Closed stevegwh closed 4 years ago
Hey again,
I 'more or less' have got this working. If I blacklist the nvidia modules from loading then I can enable them and remove them all I want when logged in and virt-manager automatically will unbind and rebind them to nvidia. I haven't got the nvidia prime render offloading thing working when I load the modules dynamically unfortunately but nvidia-xrun works great.
I don't know if this is of interest to you but I thought I'd drop a comment anyway :).
For example, you mention you use bumblebee to access your secondary card on the host OS.
My guide does not make use of bumblebee or prime offloading.
Any attempt I make of dynamically unbinding/binding the GPU seems to result in the nvidia driver being unbound ( lspci -nnk -d 10de:1e84 shows no driver is being used) but the scripts seem to hang and never finish (I assume meaning the vfio driver fails to bind the card). Do you have any idea what could be the issue? Any 'gotcha'?

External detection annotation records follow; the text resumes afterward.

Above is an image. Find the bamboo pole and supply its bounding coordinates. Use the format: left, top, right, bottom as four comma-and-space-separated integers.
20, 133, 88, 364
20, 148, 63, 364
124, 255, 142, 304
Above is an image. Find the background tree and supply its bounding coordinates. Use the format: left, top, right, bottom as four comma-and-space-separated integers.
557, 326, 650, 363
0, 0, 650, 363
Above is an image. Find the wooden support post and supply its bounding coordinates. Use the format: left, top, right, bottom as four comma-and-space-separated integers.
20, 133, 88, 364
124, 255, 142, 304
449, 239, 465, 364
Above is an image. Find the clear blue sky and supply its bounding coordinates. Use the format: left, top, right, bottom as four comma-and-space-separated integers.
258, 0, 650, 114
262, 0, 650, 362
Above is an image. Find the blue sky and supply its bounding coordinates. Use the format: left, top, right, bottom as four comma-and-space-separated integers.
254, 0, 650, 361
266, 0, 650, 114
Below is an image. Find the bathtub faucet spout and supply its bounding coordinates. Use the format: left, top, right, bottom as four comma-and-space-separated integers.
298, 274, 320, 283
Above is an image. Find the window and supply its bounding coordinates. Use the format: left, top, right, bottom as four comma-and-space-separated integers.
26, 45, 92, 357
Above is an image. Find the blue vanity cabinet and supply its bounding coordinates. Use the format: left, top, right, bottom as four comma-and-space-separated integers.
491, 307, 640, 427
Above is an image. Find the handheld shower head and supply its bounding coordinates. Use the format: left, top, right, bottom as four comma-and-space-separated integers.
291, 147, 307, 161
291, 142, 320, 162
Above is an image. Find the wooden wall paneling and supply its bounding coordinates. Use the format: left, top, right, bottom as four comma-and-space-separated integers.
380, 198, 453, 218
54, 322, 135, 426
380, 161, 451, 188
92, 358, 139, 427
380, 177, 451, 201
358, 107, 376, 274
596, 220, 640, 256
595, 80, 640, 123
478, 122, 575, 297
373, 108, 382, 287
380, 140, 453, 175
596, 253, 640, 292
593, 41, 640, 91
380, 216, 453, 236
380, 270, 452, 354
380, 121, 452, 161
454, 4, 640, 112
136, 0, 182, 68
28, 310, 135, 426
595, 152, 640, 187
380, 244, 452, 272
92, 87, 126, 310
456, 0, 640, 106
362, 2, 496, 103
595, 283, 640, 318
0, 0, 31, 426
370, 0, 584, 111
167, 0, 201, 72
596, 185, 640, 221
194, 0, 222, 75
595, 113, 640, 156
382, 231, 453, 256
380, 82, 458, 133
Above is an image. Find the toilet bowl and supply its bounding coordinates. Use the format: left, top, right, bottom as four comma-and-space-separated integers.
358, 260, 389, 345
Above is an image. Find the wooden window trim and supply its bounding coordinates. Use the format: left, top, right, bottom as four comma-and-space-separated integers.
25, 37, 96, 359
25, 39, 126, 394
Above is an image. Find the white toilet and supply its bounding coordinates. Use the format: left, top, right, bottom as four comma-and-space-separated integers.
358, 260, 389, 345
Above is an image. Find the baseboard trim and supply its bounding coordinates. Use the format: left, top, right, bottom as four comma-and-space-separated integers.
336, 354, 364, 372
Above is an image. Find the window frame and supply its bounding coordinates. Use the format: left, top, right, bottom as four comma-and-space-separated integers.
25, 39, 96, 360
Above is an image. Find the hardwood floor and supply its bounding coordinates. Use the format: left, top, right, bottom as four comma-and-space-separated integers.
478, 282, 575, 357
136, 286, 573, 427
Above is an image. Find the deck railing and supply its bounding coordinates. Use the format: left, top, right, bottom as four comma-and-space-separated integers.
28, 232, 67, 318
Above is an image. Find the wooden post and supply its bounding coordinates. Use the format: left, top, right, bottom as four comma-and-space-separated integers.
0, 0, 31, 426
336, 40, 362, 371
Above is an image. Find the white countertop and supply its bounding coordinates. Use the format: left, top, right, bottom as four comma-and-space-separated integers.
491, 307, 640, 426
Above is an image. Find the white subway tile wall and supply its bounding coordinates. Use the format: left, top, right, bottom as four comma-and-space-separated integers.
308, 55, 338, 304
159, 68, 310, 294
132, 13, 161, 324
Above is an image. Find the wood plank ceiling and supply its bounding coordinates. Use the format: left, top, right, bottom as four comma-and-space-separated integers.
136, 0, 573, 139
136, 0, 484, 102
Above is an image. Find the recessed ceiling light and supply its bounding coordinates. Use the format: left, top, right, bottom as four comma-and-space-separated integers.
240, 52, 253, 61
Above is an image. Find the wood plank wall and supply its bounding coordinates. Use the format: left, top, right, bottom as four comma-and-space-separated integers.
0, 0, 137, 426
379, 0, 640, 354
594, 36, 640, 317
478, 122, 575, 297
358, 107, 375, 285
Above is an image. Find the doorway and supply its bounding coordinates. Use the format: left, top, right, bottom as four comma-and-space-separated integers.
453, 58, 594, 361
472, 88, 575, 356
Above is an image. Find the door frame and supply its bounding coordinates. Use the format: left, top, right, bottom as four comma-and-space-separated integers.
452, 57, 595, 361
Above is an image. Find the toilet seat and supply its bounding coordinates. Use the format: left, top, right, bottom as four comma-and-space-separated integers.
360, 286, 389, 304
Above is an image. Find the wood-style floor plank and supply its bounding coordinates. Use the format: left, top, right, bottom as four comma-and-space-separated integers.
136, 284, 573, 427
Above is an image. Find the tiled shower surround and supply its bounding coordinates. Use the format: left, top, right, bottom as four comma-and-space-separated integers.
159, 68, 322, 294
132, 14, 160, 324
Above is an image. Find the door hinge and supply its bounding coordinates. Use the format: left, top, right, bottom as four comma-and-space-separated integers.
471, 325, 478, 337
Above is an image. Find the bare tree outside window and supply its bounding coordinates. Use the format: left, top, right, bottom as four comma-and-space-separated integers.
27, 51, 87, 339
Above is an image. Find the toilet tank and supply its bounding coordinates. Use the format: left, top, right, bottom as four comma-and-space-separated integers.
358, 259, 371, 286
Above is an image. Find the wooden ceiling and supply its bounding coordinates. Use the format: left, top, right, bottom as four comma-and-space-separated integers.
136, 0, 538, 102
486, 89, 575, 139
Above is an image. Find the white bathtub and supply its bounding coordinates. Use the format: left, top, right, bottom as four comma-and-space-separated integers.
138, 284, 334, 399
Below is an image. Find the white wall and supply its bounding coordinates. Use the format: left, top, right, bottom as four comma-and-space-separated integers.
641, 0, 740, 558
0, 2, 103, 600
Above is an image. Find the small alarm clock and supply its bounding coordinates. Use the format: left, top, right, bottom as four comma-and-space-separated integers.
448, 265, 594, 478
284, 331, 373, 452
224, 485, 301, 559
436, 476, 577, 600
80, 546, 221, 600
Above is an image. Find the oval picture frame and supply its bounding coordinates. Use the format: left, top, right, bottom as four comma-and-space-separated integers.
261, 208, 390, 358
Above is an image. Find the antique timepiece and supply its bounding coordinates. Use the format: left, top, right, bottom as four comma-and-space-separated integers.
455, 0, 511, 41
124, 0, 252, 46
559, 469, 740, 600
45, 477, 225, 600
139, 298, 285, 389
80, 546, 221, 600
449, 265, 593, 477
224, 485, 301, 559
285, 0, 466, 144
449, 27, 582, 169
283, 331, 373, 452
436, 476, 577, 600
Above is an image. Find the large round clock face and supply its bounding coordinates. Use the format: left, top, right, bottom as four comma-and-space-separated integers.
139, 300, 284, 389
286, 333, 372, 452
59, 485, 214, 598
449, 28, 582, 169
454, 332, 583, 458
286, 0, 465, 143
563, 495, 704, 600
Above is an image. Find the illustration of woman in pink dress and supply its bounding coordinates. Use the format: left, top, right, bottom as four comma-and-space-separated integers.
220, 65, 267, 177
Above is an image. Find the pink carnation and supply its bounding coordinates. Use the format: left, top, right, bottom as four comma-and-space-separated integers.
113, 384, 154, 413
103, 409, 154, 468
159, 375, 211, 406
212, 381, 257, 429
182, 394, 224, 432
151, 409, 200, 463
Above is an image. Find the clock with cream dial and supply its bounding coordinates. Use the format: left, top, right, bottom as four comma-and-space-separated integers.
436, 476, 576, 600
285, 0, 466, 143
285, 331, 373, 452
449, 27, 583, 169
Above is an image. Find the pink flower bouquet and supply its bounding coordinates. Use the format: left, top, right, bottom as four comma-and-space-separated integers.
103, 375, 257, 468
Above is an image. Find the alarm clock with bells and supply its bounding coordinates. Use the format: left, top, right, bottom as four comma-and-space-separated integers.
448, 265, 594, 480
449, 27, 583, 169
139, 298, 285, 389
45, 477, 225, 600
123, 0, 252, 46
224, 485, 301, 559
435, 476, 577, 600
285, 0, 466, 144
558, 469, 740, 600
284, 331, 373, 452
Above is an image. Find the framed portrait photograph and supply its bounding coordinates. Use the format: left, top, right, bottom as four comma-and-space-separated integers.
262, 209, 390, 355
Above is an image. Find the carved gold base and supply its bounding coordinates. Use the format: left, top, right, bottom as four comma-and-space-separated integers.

Make sure that there are no processes running on your GPU by running nvidia-smi
. It should look something like this:
Fri Apr 24 20:44:32 2020
+-----------------------------------------------------------------------------+
| NVIDIA-SMI 440.64 Driver Version: 440.64 CUDA Version: 10.2 |
|-------------------------------+----------------------+----------------------+
| GPU Name Persistence-M| Bus-Id Disp.A | Volatile Uncorr. ECC |
| Fan Temp Perf Pwr:Usage/Cap| Memory-Usage | GPU-Util Compute M. |
|===============================+======================+======================|
| 0 GeForce RTX 208... Off | 00000000:0D:00.0 Off | N/A |
| 41% 38C P8 13W / 260W | 0MiB / 11019MiB | 0% Default |
+-------------------------------+----------------------+----------------------+
+-----------------------------------------------------------------------------+
| Processes: GPU Memory |
| GPU PID Type Process name Usage |
|=============================================================================|
| No running processes found |
+-----------------------------------------------------------------------------+
The nvidia driver is bound to the card on boot.. I think perhaps this is where I'm going wrong.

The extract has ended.